Şu sözünü ettiğim anayasada, o hep konu edilmiş birinci yükümlülükte daha 18. yüzyılın ikinci çeyrek başlarında oluşlarına karşın ortaya konmuş çok güzel bir deyiş var. Tamamını değil de anımsayabildiğim kadarıyla anlamını vereceğim: "Her ne kadar masonlar bir zamanlar bulundukları ülkenin dinine uymak zorunda tutulmuşlarsa da şimdi artık onurlu ve dürüst kimseler olmaları öncelikli görülmektedir."
Demek ki Masonlukta öncelikli olan onurlu ve dürüst kişi olmak. (1723 tarihli anayasaya göre öyle; sonrasını bırakalım.) Zaman içinde koşullar değişir; anlayışlar değişir; değer yargıları da değişir. Ancak işte bu değer yargısının aradan geçmiş üç yüz yıla yakın bir sürede pek de değişmemiş olduğu görüşündeyim. Bir masonun onurlu ve dürüst bir kişi olması gerektiğine karşı çıkacak olan var mı? Şöyle diyebilir misiniz: “Ulu Yaradan’a inansın da onurlu ve dürüst olmasa da olur.” Diyemezsiniz. Demezsiniz. İkisini birden öngörürsünüz. O zaman da soru şöyle: Hangisi öncelikli?

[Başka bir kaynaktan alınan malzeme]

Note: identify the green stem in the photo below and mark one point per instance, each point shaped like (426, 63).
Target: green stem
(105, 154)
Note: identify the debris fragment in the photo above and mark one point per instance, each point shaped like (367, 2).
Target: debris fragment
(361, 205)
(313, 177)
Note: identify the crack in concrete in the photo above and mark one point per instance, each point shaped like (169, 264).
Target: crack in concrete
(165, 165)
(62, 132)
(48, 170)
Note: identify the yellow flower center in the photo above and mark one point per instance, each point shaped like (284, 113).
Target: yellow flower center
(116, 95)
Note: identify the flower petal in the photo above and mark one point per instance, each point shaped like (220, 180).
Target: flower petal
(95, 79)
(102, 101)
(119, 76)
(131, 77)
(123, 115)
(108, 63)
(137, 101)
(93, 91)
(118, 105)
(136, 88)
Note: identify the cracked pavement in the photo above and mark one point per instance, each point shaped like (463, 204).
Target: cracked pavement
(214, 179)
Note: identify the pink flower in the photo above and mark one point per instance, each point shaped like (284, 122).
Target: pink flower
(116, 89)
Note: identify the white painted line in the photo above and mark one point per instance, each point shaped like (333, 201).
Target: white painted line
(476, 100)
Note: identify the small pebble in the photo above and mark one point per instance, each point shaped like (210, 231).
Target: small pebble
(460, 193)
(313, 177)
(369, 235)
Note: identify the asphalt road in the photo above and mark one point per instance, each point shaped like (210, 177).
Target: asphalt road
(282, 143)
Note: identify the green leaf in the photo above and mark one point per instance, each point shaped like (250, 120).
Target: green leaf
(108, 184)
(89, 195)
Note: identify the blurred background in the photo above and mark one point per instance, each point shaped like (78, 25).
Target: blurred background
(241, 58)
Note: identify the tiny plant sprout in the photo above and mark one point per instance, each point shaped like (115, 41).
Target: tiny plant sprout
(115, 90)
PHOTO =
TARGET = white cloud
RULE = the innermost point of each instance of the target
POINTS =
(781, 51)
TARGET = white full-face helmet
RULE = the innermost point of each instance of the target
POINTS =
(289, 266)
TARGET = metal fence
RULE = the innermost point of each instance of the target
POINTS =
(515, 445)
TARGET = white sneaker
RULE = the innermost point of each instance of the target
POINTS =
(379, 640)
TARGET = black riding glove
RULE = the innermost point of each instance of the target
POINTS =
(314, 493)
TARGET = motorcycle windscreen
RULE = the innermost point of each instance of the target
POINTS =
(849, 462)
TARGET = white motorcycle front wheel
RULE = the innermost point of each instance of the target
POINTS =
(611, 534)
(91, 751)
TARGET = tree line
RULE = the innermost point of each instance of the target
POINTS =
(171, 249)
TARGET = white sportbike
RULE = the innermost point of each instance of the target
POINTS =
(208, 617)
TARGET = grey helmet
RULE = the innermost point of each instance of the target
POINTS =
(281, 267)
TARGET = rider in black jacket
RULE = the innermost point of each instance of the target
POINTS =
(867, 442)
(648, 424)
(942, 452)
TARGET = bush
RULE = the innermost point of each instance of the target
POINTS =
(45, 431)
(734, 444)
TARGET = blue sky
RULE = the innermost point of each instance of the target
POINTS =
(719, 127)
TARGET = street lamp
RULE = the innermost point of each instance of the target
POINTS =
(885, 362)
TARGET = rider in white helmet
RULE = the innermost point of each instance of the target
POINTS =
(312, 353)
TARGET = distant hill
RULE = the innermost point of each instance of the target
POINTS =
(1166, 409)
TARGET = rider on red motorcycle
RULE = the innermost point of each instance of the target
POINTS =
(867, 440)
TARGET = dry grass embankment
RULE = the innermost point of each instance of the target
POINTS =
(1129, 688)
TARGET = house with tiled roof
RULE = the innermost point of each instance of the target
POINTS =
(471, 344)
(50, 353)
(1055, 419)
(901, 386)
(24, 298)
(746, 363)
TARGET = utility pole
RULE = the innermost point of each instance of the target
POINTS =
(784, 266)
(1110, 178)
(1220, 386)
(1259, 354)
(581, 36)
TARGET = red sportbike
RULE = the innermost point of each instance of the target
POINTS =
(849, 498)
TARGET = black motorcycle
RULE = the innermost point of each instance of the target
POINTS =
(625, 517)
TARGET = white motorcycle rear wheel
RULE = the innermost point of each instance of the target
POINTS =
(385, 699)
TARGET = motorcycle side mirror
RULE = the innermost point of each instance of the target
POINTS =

Ateist olduğu halde ulu yaradana inanmanın bir ön koşul olduğunun benimsendiği bir mason örgütüne girmiş olan bir kişi onurlu ve dürüst sayılabilir mi?
Elbette bunun yanıtı olacaktır: O kişiler "mason" sayılmaz; sadece yanlışlıkla Masonluğa alınmışlardır.
Oysa belki de o kişilerden kimileri Masonluğun amaçlarının gerçekleşebilmesi doğrultusunda "mason" sayılan kişilerden çok daha yararlı çalışmalarda bulunmaktadır. Masonluğun amaçları mı önemli yoksa ille de şu ateist olmamak koşulu mu?